The DiDonatos were not complete strangers to such an effort. They had recently helped some friends renovate a Craftsman home in Berkeley.

Even so, they had not tackled anything like this. They did have concerns about removing the asbestos. What dangers and risks might there be for themselves, their two young children and the neighbors? Since Laura was the one pushing to do it, she went about researching asbestos removal and concluded that they could do it themselves. Well, actually, SHE would be doing it. As a stay-at-home mom, she had the time to tackle the project.

Two years later, the deed was done. “You know, it always takes longer than you think.”

They were very pleased to find that the original wood shingles were for the most part in good shape. Removing the nails and patching all the holes was actually the most tedious part of the job. One unexpected discovery was the presence of a large honeybee nest that had been growing in a wall cavity. Rather than exterminate them, a beekeeper from Berkeley was called in to safely take them away.

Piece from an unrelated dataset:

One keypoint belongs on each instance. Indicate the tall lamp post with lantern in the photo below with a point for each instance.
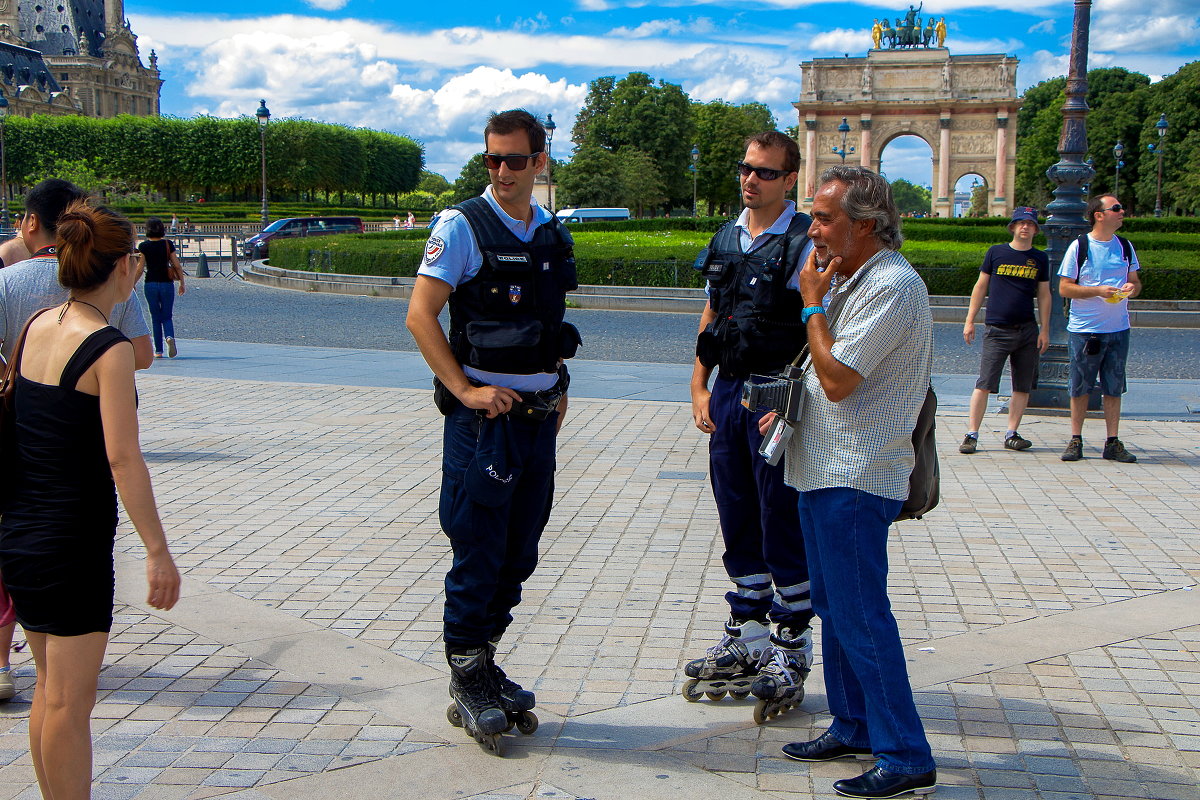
(550, 160)
(264, 116)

Another major project undertaken was the kitchen remodel. Joe says, “Laura is the motivator. I tell her to design it and make me a list.” The result is a beautiful, very natural feeling space that is so pleasant to work in and blends perfectly in an old house. Bricks removed from an almost crumbling chimney were recycled into a patio.

Was it worth the effort? They said yes. Although it was at times very frustrating, it was also rewarding. As Laura spent her days outside on a ladder, neighbors were watching and admiring. She proudly exclaims: “the neighbors were thrilled!” She goes on to say they are hopeful that they might inspire others to do the same.